I think that we can - and should - then treat the questions about core
dumping and execve as separate issues.
vhost wouldn't have done execve since it's nonsensical and has never
worked anyway since it always left the old mm ref behind, and
similarly core dumping has never been an issue.
So on those things we don't have any "semantic" issues, we just need
to make sure we don't do crazy things like hang uninterruptibly.
Linus
On 6/1/23 5:47 AM, Christian Brauner wrote:
> On Thu, Jun 01, 2023 at 09:58:38AM +0200, Thorsten Leemhuis wrote:
>> On 19.05.23 14:15, Christian Brauner wrote:
>>> On Thu, May 18, 2023 at 10:25:11AM +0200, Christian Brauner wrote:
>>>> On Wed, May 17, 2023 at 07:09:12PM -0500, Mike Christie wrote:
>>>>> This patch allows the vhost and vhost_task code to use CLONE_THREAD,
>>>>> CLONE_SIGHAND and CLONE_FILES. It's a RFC because I didn't do all the
>>>>> normal testing, haven't coverted vsock and vdpa, and I know you guys
>>>>> will not like the first patch. However, I think it better shows what
>>>> Just to summarize the core idea behind my proposal is that no signal
>>>> handling changes are needed unless there's a bug in the current way
>>>> io_uring workers already work. All that should be needed is
>>>> s/PF_IO_WORKER/PF_USER_WORKER/ in signal.c.
>> [...]
>>>> So it feels like this should be achievable by adding a callback to
>>>> struct vhost_worker that get's called when vhost_worker() gets SIGKILL
>>>> and that all the users of vhost workers are forced to implement.
>>>>
>>>> Yes, it is more work but I think that's the right thing to do and not to
>>>> complicate our signal handling.
>>>>
>>>> Worst case if this can't be done fast enough we'll have to revert the
>>>> vhost parts. I think the user worker parts are mostly sane and are
>>> As mentioned, if we can't settle this cleanly before -rc4 we should
>>> revert the vhost parts unless Linus wants to have it earlier.
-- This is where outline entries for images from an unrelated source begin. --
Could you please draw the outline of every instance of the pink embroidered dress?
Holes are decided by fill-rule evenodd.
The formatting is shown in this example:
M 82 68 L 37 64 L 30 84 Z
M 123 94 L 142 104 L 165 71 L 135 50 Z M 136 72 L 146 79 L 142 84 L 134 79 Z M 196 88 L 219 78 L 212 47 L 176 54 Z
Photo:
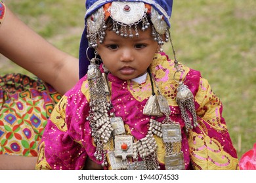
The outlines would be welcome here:
M 219 99 L 198 71 L 184 65 L 181 67 L 185 73 L 177 76 L 183 80 L 186 78 L 184 84 L 194 96 L 199 124 L 189 131 L 188 135 L 185 134 L 184 123 L 175 101 L 178 84 L 173 80 L 175 72 L 173 61 L 169 59 L 164 53 L 156 54 L 150 71 L 162 95 L 168 101 L 171 120 L 181 125 L 186 169 L 238 169 L 236 152 L 222 117 L 223 106 Z M 150 119 L 150 116 L 142 113 L 152 95 L 149 75 L 142 84 L 122 80 L 111 74 L 108 78 L 116 116 L 122 118 L 127 135 L 141 139 L 147 134 Z M 87 157 L 98 163 L 101 163 L 94 156 L 96 147 L 87 120 L 89 101 L 86 75 L 55 107 L 42 138 L 37 169 L 82 169 Z M 164 117 L 161 117 L 156 120 L 161 122 L 163 119 Z M 158 146 L 157 156 L 160 165 L 161 169 L 164 169 L 165 150 L 162 139 L 156 135 L 154 138 Z M 108 152 L 113 149 L 112 141 L 104 147 Z M 106 168 L 112 169 L 111 165 Z

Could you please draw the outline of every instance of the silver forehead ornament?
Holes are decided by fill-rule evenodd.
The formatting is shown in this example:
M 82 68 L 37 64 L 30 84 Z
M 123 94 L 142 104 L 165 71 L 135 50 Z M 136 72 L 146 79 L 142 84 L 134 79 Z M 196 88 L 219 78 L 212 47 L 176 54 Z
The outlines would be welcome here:
M 124 37 L 133 37 L 132 26 L 135 30 L 135 36 L 139 36 L 137 24 L 142 22 L 142 31 L 145 31 L 150 26 L 146 13 L 148 8 L 142 2 L 112 2 L 111 6 L 106 10 L 110 12 L 113 20 L 112 31 L 116 34 Z M 150 18 L 152 22 L 152 35 L 154 40 L 160 44 L 163 44 L 161 35 L 165 34 L 165 40 L 168 41 L 168 26 L 164 20 L 164 16 L 151 7 Z M 99 42 L 103 42 L 106 29 L 105 23 L 105 12 L 103 7 L 98 8 L 95 12 L 87 18 L 87 39 L 89 47 L 96 48 L 97 39 Z

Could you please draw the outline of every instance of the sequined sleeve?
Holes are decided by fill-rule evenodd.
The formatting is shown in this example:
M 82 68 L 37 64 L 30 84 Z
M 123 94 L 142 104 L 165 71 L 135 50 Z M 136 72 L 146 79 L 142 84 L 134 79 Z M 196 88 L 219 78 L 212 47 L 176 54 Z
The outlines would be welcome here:
M 196 169 L 237 169 L 238 159 L 222 116 L 223 105 L 207 80 L 200 78 L 195 96 L 199 125 L 188 143 Z
M 0 1 L 0 26 L 2 25 L 5 15 L 5 5 Z
M 65 94 L 55 106 L 42 137 L 37 169 L 83 169 L 87 156 L 81 142 L 85 121 L 76 121 L 79 114 L 74 116 L 82 106 L 80 102 L 86 103 L 81 85 L 80 82 Z M 86 110 L 86 106 L 83 110 Z

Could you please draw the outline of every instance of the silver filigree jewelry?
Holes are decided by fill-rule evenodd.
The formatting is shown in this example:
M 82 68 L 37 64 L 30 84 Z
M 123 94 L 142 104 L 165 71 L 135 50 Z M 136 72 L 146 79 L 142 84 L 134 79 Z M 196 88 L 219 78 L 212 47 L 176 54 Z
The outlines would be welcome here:
M 87 120 L 90 122 L 92 137 L 96 144 L 94 156 L 97 161 L 102 161 L 102 166 L 107 166 L 106 151 L 104 150 L 104 146 L 112 138 L 114 129 L 108 114 L 112 107 L 107 100 L 109 93 L 104 90 L 106 88 L 106 80 L 99 69 L 99 59 L 95 56 L 91 59 L 91 64 L 88 67 L 90 111 Z
M 130 38 L 139 37 L 137 25 L 140 22 L 142 31 L 150 26 L 147 18 L 148 10 L 142 2 L 114 1 L 106 10 L 109 12 L 113 20 L 112 31 L 121 37 Z M 152 22 L 152 34 L 154 40 L 162 46 L 164 42 L 168 42 L 169 27 L 164 20 L 165 16 L 160 14 L 153 7 L 151 7 L 149 14 Z M 106 29 L 105 18 L 103 7 L 87 18 L 87 37 L 89 47 L 97 48 L 98 39 L 100 44 L 103 42 Z M 135 35 L 132 29 L 135 30 Z
M 173 52 L 175 58 L 175 67 L 176 69 L 176 72 L 174 74 L 173 78 L 177 82 L 179 83 L 179 87 L 177 89 L 177 93 L 176 95 L 176 101 L 181 109 L 181 118 L 183 119 L 185 123 L 186 131 L 186 132 L 188 132 L 190 129 L 193 128 L 193 125 L 192 125 L 192 122 L 188 116 L 188 114 L 186 110 L 188 110 L 192 116 L 194 127 L 196 127 L 198 125 L 197 122 L 196 107 L 194 101 L 194 95 L 191 92 L 190 90 L 189 90 L 188 87 L 184 84 L 186 78 L 183 81 L 181 81 L 180 80 L 178 80 L 175 78 L 175 75 L 177 73 L 179 72 L 182 73 L 184 71 L 180 68 L 179 62 L 176 59 L 175 51 L 174 50 L 170 32 L 169 32 L 169 35 Z
M 95 13 L 87 18 L 87 39 L 89 46 L 96 48 L 98 46 L 97 39 L 99 42 L 102 43 L 105 37 L 106 26 L 105 25 L 105 12 L 104 8 L 101 7 Z

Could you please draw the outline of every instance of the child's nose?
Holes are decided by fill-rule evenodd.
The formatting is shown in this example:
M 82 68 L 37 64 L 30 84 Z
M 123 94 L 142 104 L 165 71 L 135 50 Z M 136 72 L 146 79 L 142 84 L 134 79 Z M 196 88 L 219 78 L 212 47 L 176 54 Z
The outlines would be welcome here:
M 123 49 L 121 60 L 122 61 L 131 61 L 134 60 L 133 51 L 131 49 Z

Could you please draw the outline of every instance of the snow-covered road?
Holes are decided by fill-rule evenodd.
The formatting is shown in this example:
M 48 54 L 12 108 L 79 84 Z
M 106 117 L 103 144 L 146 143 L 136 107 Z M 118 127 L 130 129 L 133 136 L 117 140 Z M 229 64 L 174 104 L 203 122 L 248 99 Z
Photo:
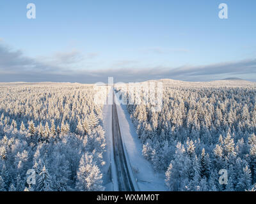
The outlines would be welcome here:
M 104 108 L 103 123 L 108 152 L 104 157 L 107 166 L 111 166 L 112 178 L 112 182 L 106 185 L 106 190 L 166 191 L 164 175 L 155 172 L 151 164 L 141 154 L 141 143 L 126 106 L 120 105 L 115 95 L 114 101 L 116 105 L 106 105 Z

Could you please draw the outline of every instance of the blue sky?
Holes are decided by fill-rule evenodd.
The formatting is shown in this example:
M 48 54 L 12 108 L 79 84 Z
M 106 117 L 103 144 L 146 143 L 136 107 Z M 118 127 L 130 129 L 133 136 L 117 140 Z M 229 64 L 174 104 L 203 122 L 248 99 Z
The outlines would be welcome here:
M 255 81 L 255 22 L 254 0 L 1 0 L 0 81 Z

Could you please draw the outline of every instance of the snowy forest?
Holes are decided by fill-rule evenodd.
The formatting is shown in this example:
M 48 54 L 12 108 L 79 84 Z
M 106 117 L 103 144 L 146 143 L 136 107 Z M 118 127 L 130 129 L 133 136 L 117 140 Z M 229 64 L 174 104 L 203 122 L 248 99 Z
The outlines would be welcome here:
M 141 154 L 165 173 L 168 190 L 255 190 L 256 89 L 203 84 L 164 84 L 160 112 L 136 105 L 125 86 L 116 89 L 127 100 Z M 227 185 L 219 183 L 221 169 L 227 170 Z
M 0 191 L 104 189 L 102 105 L 93 95 L 92 85 L 0 86 Z
M 129 103 L 138 92 L 124 85 L 115 89 L 127 99 L 141 155 L 165 176 L 167 189 L 256 190 L 256 86 L 163 87 L 158 112 L 136 103 L 145 90 Z M 79 84 L 0 85 L 0 191 L 105 190 L 104 105 L 94 99 L 106 100 L 107 92 L 97 93 Z M 29 185 L 31 169 L 36 182 Z M 219 182 L 223 169 L 226 185 Z

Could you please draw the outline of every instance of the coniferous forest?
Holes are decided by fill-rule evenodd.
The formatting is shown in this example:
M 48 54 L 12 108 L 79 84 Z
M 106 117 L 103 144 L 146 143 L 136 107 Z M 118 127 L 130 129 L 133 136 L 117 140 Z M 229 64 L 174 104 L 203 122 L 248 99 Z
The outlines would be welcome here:
M 179 83 L 163 87 L 159 112 L 150 103 L 136 105 L 143 91 L 135 96 L 117 88 L 127 99 L 145 158 L 165 173 L 170 191 L 255 189 L 255 88 Z M 221 169 L 227 170 L 227 185 L 219 182 Z
M 102 106 L 93 94 L 90 85 L 0 87 L 0 191 L 104 189 Z

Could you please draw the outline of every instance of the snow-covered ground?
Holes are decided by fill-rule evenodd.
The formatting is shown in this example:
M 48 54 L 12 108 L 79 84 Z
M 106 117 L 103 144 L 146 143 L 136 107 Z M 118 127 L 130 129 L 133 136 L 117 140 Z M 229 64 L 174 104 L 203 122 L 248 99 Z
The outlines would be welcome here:
M 125 105 L 120 105 L 115 99 L 119 124 L 124 147 L 135 173 L 140 191 L 164 191 L 164 175 L 154 171 L 151 164 L 141 154 L 142 147 Z
M 137 184 L 140 191 L 166 191 L 164 186 L 164 175 L 154 171 L 151 164 L 141 154 L 141 143 L 138 138 L 134 127 L 125 105 L 119 105 L 115 99 L 118 115 L 119 124 L 124 148 L 128 155 L 127 161 L 133 168 Z M 112 145 L 112 105 L 105 105 L 103 108 L 103 127 L 106 140 L 106 152 L 103 156 L 106 165 L 102 168 L 106 191 L 118 189 L 115 166 L 113 161 Z M 109 175 L 109 166 L 112 173 Z

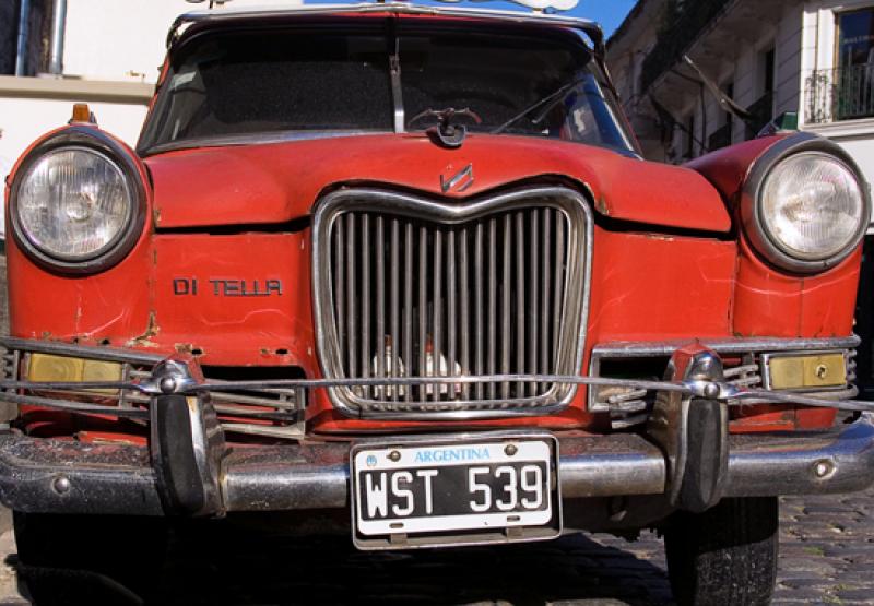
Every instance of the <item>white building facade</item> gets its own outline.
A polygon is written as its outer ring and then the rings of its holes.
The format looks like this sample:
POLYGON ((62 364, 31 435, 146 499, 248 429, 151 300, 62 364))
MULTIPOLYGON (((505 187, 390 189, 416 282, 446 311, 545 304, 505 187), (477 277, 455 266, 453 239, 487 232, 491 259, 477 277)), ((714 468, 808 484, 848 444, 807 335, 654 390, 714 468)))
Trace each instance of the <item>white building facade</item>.
POLYGON ((874 182, 874 0, 640 0, 609 62, 651 159, 682 163, 794 112, 874 182), (725 111, 683 55, 753 119, 725 111))
MULTIPOLYGON (((101 128, 133 145, 164 61, 167 32, 179 14, 295 3, 299 0, 226 0, 210 9, 210 2, 185 0, 44 0, 45 19, 61 17, 60 70, 0 75, 0 178, 37 136, 66 124, 75 103, 87 103, 101 128)), ((37 5, 17 0, 15 10, 22 9, 37 5)))

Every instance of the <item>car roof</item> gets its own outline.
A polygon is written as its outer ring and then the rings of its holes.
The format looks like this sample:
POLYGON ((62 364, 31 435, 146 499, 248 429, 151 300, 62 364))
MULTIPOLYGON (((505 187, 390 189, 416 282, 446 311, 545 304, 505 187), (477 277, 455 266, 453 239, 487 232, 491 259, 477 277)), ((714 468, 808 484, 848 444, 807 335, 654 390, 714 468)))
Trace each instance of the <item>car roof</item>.
MULTIPOLYGON (((356 4, 303 4, 296 7, 282 8, 244 8, 227 9, 222 11, 193 11, 180 15, 170 27, 167 35, 167 48, 172 50, 182 38, 192 25, 225 24, 234 22, 258 21, 270 23, 273 20, 288 21, 294 17, 312 16, 350 16, 355 14, 388 14, 388 15, 422 15, 422 16, 447 16, 482 20, 492 23, 508 24, 540 24, 553 25, 556 27, 576 29, 592 41, 595 55, 603 59, 604 36, 598 23, 579 17, 570 17, 562 14, 545 13, 543 11, 506 11, 481 8, 449 7, 425 7, 409 2, 362 2, 356 4)), ((197 27, 200 29, 200 27, 197 27)))

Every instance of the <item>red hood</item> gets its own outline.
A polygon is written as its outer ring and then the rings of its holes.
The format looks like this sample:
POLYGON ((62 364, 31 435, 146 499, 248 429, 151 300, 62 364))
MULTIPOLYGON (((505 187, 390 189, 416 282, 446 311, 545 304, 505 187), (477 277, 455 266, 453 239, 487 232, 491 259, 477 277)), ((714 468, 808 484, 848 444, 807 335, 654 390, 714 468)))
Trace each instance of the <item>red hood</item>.
POLYGON ((470 135, 462 147, 446 150, 422 135, 379 134, 185 150, 145 164, 158 227, 284 223, 307 215, 321 191, 343 182, 463 200, 546 175, 586 183, 595 210, 613 218, 710 231, 731 226, 717 190, 693 170, 531 138, 470 135), (444 194, 440 176, 468 164, 473 185, 444 194))

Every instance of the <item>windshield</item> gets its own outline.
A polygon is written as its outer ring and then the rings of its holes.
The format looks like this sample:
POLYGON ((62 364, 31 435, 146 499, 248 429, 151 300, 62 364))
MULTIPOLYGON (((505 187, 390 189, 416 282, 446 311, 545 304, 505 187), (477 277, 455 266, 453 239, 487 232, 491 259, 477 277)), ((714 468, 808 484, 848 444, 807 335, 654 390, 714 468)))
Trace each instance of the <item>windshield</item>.
POLYGON ((394 132, 400 105, 405 131, 433 126, 412 122, 423 111, 470 108, 482 121, 460 123, 473 132, 627 151, 591 59, 576 35, 506 24, 462 29, 383 19, 354 27, 217 31, 174 56, 139 148, 394 132), (392 59, 400 68, 394 92, 392 59))

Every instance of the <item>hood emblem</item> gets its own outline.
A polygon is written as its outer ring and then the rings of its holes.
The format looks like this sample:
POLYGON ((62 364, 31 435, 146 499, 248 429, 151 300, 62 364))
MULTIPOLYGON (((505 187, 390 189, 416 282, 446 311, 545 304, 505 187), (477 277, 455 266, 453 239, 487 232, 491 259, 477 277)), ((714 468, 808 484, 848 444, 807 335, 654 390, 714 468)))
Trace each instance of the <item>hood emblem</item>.
POLYGON ((469 164, 448 179, 440 175, 440 189, 444 193, 454 191, 461 193, 473 185, 473 164, 469 164))

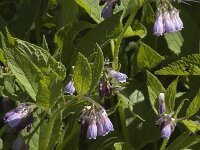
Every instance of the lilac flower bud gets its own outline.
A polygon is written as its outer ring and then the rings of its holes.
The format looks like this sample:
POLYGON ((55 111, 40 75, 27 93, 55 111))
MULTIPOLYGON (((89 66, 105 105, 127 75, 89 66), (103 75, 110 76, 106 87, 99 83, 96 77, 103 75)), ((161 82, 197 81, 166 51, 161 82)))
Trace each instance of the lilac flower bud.
POLYGON ((110 131, 114 131, 114 128, 113 128, 112 122, 108 118, 108 114, 106 113, 106 111, 101 110, 99 113, 100 113, 99 120, 97 123, 98 135, 104 136, 104 135, 108 134, 110 131))
POLYGON ((23 141, 22 137, 19 135, 12 145, 13 150, 28 150, 28 146, 23 141))
POLYGON ((76 91, 75 87, 74 87, 74 82, 70 81, 66 86, 65 86, 65 91, 70 94, 73 95, 74 92, 76 91))
POLYGON ((99 96, 100 97, 103 97, 104 95, 104 85, 103 85, 103 82, 99 82, 99 96))
POLYGON ((156 21, 154 23, 154 28, 153 28, 154 35, 156 36, 161 36, 165 32, 164 29, 164 24, 163 24, 163 16, 161 11, 157 11, 156 14, 156 21))
POLYGON ((165 27, 165 32, 175 32, 175 26, 173 22, 171 21, 170 14, 168 11, 163 13, 163 22, 165 27))
POLYGON ((161 131, 162 138, 168 138, 170 137, 172 131, 171 131, 171 125, 165 124, 161 131))
POLYGON ((182 28, 183 28, 183 22, 181 21, 180 17, 179 17, 179 11, 176 10, 175 8, 172 9, 170 11, 170 17, 171 17, 171 20, 175 26, 175 30, 176 31, 181 31, 182 28))
POLYGON ((5 114, 4 122, 14 131, 19 132, 33 122, 32 111, 34 108, 34 104, 22 103, 5 114))
POLYGON ((89 121, 88 129, 87 129, 87 138, 88 139, 96 139, 97 137, 97 125, 96 120, 91 119, 89 121))
POLYGON ((106 88, 105 88, 106 90, 106 96, 110 96, 110 94, 111 94, 111 87, 110 87, 110 82, 109 81, 106 81, 106 88))
POLYGON ((116 2, 116 0, 107 0, 106 6, 103 8, 101 12, 101 17, 103 17, 104 19, 111 17, 114 2, 116 2))
POLYGON ((115 71, 115 70, 110 70, 109 75, 114 77, 115 80, 119 81, 120 83, 126 82, 126 79, 128 78, 126 74, 115 71))
POLYGON ((106 3, 107 0, 100 0, 99 5, 102 6, 106 3))
POLYGON ((159 95, 159 114, 163 114, 166 111, 165 108, 165 94, 160 93, 159 95))

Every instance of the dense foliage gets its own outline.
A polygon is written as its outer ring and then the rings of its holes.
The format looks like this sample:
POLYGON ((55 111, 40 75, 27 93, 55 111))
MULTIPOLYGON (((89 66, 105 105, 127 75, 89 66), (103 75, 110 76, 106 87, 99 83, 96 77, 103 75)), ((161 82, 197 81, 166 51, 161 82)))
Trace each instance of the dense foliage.
POLYGON ((200 3, 1 0, 0 149, 198 150, 200 3))

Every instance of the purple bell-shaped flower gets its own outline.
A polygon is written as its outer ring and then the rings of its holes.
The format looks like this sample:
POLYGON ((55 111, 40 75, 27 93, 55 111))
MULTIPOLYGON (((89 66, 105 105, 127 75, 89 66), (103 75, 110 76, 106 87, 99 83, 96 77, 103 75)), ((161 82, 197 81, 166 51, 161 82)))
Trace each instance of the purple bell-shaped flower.
POLYGON ((126 74, 115 70, 110 70, 109 75, 115 78, 115 80, 119 81, 120 83, 126 82, 126 79, 128 78, 126 74))
POLYGON ((70 81, 66 86, 65 86, 65 91, 66 93, 73 95, 76 91, 75 87, 74 87, 74 82, 70 81))
POLYGON ((165 94, 160 93, 159 95, 159 114, 163 114, 166 111, 165 107, 165 94))

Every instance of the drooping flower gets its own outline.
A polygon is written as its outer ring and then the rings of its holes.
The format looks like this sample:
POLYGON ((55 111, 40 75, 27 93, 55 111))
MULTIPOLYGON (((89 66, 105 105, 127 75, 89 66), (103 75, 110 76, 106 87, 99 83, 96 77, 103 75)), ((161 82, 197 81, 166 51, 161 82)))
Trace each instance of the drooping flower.
POLYGON ((105 136, 114 131, 112 122, 108 118, 105 109, 88 107, 89 109, 81 115, 82 124, 87 125, 87 138, 96 139, 98 136, 105 136))
POLYGON ((168 11, 165 11, 163 13, 163 23, 164 23, 164 27, 165 27, 165 32, 175 32, 176 31, 175 25, 173 24, 168 11))
POLYGON ((103 85, 103 82, 100 81, 99 82, 99 96, 103 97, 103 95, 104 95, 104 85, 103 85))
POLYGON ((4 122, 14 131, 19 132, 25 127, 29 127, 34 121, 33 109, 35 104, 21 103, 15 109, 7 112, 4 116, 4 122))
POLYGON ((166 111, 165 94, 160 93, 160 95, 159 95, 159 114, 163 114, 165 111, 166 111))
POLYGON ((161 36, 165 32, 165 28, 163 24, 163 16, 162 16, 161 11, 157 11, 153 32, 154 32, 154 35, 156 36, 161 36))
POLYGON ((161 129, 161 137, 162 138, 168 138, 171 136, 171 125, 170 124, 164 124, 164 126, 161 129))
POLYGON ((66 93, 73 95, 76 91, 75 87, 74 87, 74 82, 70 81, 66 86, 65 86, 65 91, 66 93))
POLYGON ((106 81, 105 93, 106 93, 106 96, 108 96, 108 97, 111 94, 111 87, 110 87, 110 82, 109 81, 106 81))
POLYGON ((170 11, 170 18, 172 20, 172 23, 175 26, 176 31, 181 31, 183 29, 183 22, 181 18, 179 17, 179 11, 175 8, 173 8, 170 11))
MULTIPOLYGON (((113 6, 116 1, 117 0, 107 0, 106 5, 101 12, 101 17, 103 17, 104 19, 107 19, 112 16, 113 6)), ((102 1, 102 2, 105 3, 105 1, 102 1)))
POLYGON ((108 134, 110 131, 114 131, 113 124, 108 118, 108 114, 104 109, 100 110, 98 117, 99 118, 97 120, 97 129, 99 136, 101 135, 104 136, 108 134))
POLYGON ((21 135, 19 135, 12 144, 13 150, 28 150, 28 146, 23 141, 21 135))
POLYGON ((96 139, 96 137, 97 137, 96 120, 93 118, 90 118, 89 123, 88 123, 88 129, 87 129, 87 138, 96 139))
POLYGON ((119 81, 120 83, 126 82, 126 79, 128 78, 126 74, 115 71, 115 70, 110 70, 109 75, 114 77, 115 80, 119 81))

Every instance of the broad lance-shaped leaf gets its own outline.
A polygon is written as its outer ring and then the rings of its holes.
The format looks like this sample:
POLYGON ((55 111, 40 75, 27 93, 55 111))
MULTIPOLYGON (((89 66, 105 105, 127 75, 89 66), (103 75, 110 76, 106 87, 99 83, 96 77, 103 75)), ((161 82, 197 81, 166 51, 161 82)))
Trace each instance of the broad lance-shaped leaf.
POLYGON ((130 144, 125 142, 115 143, 113 147, 113 150, 135 150, 135 148, 133 148, 130 144))
POLYGON ((164 34, 168 48, 175 54, 181 52, 181 47, 183 46, 184 38, 181 32, 173 32, 164 34))
POLYGON ((192 132, 195 133, 197 131, 200 131, 200 122, 199 121, 192 121, 192 120, 183 120, 181 121, 182 124, 186 126, 186 128, 192 132))
POLYGON ((157 66, 164 58, 148 45, 140 42, 140 48, 137 55, 138 69, 152 69, 157 66))
POLYGON ((22 53, 17 50, 5 51, 8 66, 31 98, 36 100, 38 79, 41 71, 22 53))
POLYGON ((198 91, 197 95, 195 96, 195 98, 192 100, 189 107, 187 108, 186 116, 187 117, 193 116, 199 111, 199 109, 200 109, 200 90, 198 91))
POLYGON ((50 107, 60 98, 61 89, 62 82, 54 72, 51 72, 49 75, 42 75, 36 96, 37 106, 49 112, 50 107))
POLYGON ((171 113, 174 111, 177 82, 178 77, 167 88, 165 98, 166 113, 171 113))
POLYGON ((97 44, 97 53, 95 61, 92 65, 92 84, 90 87, 90 93, 95 90, 96 86, 99 83, 99 79, 101 78, 101 74, 103 72, 104 67, 104 57, 103 52, 99 45, 97 44))
POLYGON ((200 54, 188 55, 155 72, 157 75, 200 75, 200 54))
POLYGON ((74 39, 76 36, 79 32, 85 29, 93 28, 94 26, 94 24, 90 24, 85 21, 77 21, 71 24, 67 24, 58 30, 54 41, 60 49, 61 62, 65 65, 66 68, 69 67, 70 64, 73 64, 75 59, 73 55, 75 55, 77 51, 74 45, 74 39))
POLYGON ((158 115, 158 96, 160 93, 165 93, 166 90, 160 81, 149 71, 147 71, 147 88, 152 108, 158 115))
POLYGON ((139 36, 140 38, 144 38, 147 34, 146 28, 139 23, 138 20, 134 20, 131 23, 131 26, 128 27, 128 29, 125 32, 125 37, 132 37, 132 36, 139 36))
POLYGON ((90 64, 81 53, 78 54, 74 69, 74 86, 80 95, 89 92, 92 83, 92 73, 90 64))
POLYGON ((119 12, 90 30, 79 42, 79 52, 88 57, 94 53, 96 44, 102 46, 110 39, 116 38, 122 29, 121 15, 122 12, 119 12))
POLYGON ((184 150, 192 145, 200 142, 199 135, 190 136, 189 133, 183 133, 178 136, 168 147, 166 150, 184 150))

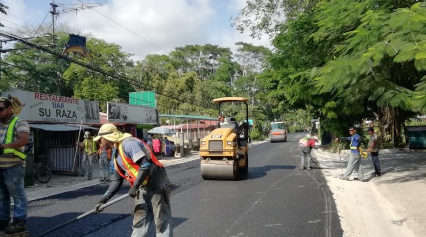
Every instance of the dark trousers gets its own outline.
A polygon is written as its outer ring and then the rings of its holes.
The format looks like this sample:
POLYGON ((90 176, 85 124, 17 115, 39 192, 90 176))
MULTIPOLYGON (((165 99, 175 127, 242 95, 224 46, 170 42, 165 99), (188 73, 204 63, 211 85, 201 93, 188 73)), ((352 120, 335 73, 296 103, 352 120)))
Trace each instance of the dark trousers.
POLYGON ((374 172, 377 174, 381 173, 380 163, 379 162, 379 152, 371 152, 371 160, 374 165, 374 172))

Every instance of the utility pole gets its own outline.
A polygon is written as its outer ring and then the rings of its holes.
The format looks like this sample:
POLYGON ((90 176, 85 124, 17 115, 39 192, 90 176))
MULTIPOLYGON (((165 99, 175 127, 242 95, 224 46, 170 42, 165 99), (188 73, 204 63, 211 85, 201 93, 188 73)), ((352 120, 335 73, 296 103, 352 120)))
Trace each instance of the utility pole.
POLYGON ((57 19, 60 13, 68 13, 69 12, 92 9, 97 6, 102 6, 102 3, 55 3, 54 0, 52 0, 50 3, 50 14, 52 16, 52 46, 56 45, 56 38, 55 36, 55 20, 57 19))

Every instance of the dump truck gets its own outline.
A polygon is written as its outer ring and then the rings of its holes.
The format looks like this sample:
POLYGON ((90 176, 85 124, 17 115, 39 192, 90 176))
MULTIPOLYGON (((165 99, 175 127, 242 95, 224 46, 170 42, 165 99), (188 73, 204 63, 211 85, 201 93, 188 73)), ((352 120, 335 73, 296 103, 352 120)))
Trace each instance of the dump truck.
POLYGON ((248 171, 248 105, 243 97, 215 99, 213 103, 241 103, 245 104, 246 119, 240 123, 231 118, 219 122, 217 128, 201 141, 201 176, 204 179, 237 180, 240 173, 248 171))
>> Meanwhile -rc5 is just a few days away and there are still a lot of
>> discussions in the patch-set proposed to address the issues[1]. Which is
>> kinda great (albeit also why I haven't given it a spin yet), but on the
>> other hand makes we wonder:
> You might've missed it in the thread but it seems everyone is currently
> operating under the assumption that the preferred way is to fix this is
> rather than revert. See the mail in [1]:
>
> "So I'd really like to finish this. Even if we end up with a hack or
> two in signal handling that we can hopefully fix up later by having
> vhost fix up some of its current assumptions."
>
> which is why no revert was send for -rc4. And there's a temporary fix we
> seem to have converged on.
>
> @Mike, do you want to prepare an updated version of the temporary fix.
> If @Linus prefers to just apply it directly he can just grab it from the
> list rather than delaying it. Make sure to grab a Co-developed-by line
> on this, @Mike.
Yes, I'll send it within a couple hours.